The second mistake is misreading negative bars in the Daily Change view as a bug. A bar below zero on a given day means more tweets were deleted than published that day, a real net change, not an error in the chart. Treat it as accurate information about what happened to your tweet count that day, not a glitch to dismiss.
Common questions
Does Tweet Stats show how my tweets performed, or just how many I posted?
Just how many. Tweet Stats tracks posting volume, the cumulative count and the daily activity, not engagement metrics like likes, impressions, or retweets. For performance data on individual posts, use Post Engagement Analytics instead.
Why does the Daily Change chart show bars below zero?
A negative bar means more tweets were deleted than published on that specific day, which produces a net decrease in your total tweet count. This is a real reflection of that day's activity, not a display error.
Does this include tweet activity from before I connected my account to Circleboom?
No. The historical range Tweet Stats can show begins at the point your account was connected to Circleboom. Activity from before that connection was not recorded and will not appear in either chart.
Can I use the chart in a client report or performance review?

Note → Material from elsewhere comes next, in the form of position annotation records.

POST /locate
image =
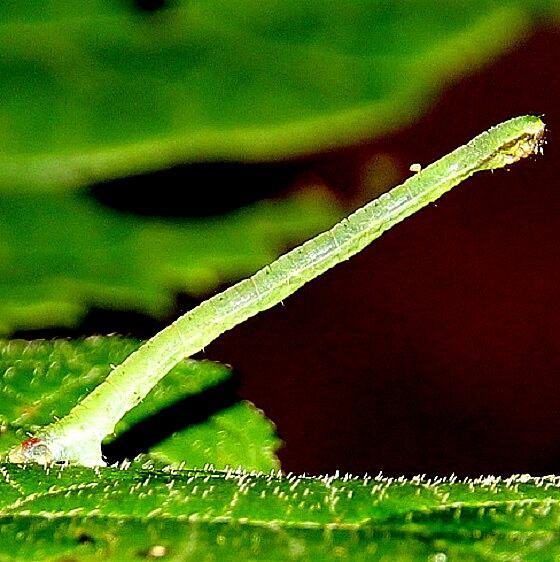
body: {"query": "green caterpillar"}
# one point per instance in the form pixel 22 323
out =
pixel 77 437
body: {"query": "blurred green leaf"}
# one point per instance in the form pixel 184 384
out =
pixel 60 255
pixel 124 515
pixel 42 380
pixel 96 90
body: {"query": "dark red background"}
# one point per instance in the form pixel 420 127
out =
pixel 436 350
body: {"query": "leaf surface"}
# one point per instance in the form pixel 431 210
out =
pixel 61 255
pixel 102 91
pixel 43 380
pixel 184 515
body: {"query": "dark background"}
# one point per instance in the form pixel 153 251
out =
pixel 437 349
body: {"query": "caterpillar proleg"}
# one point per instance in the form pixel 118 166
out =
pixel 77 437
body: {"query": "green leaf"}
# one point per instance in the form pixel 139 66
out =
pixel 63 254
pixel 134 514
pixel 226 439
pixel 94 90
pixel 43 380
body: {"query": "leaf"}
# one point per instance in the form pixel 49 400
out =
pixel 43 380
pixel 62 254
pixel 96 91
pixel 133 514
pixel 226 439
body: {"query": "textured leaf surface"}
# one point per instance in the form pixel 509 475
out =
pixel 100 91
pixel 139 514
pixel 59 255
pixel 42 380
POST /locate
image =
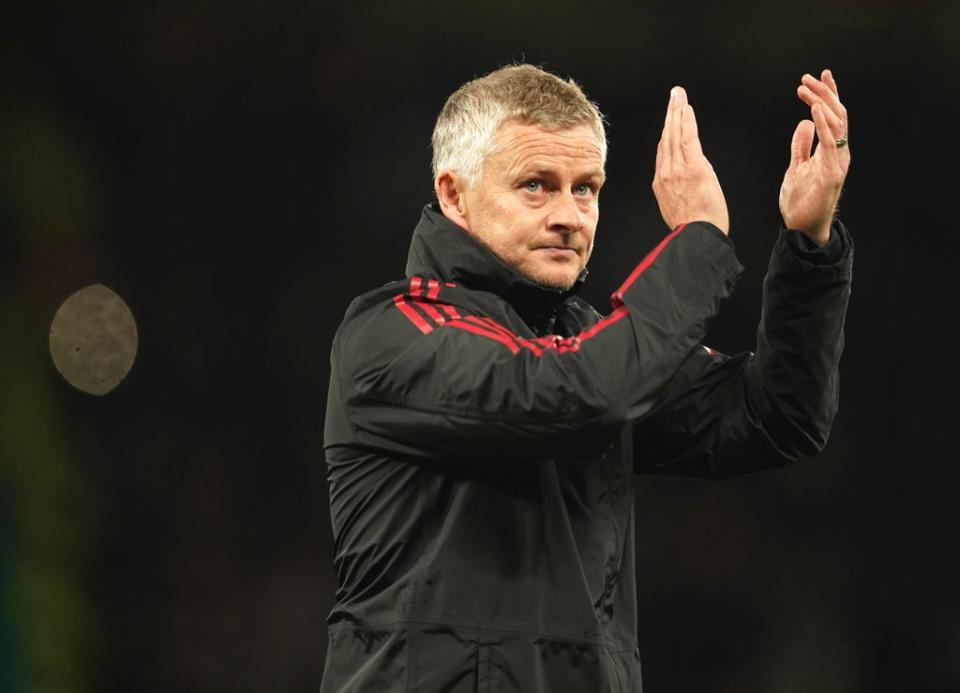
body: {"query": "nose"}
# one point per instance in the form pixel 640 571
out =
pixel 566 217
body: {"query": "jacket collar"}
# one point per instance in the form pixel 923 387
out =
pixel 442 249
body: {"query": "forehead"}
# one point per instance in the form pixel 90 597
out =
pixel 519 146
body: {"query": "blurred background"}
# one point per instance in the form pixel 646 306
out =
pixel 237 172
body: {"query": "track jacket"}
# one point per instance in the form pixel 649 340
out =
pixel 482 434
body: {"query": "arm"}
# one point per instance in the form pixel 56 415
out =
pixel 723 416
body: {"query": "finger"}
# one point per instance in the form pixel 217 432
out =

Yes. Export the current view, Performance or Daily Change, as PNG, JPG, or PDF through the three-dot menu. Export each tab separately if a report needs both the overall trend and the day-level detail. Best time to post data pairs well alongside these exports when a report needs to show both consistency and timing strategy together.
Your next move
Your actual posting frequency is sitting in your account history whether you have looked at it or not. Pull up the trend, read the overall shape, zoom into the period that matters, and use what you find as the real starting point for whatever schedule comes next. Read it, zoom in, plan from it.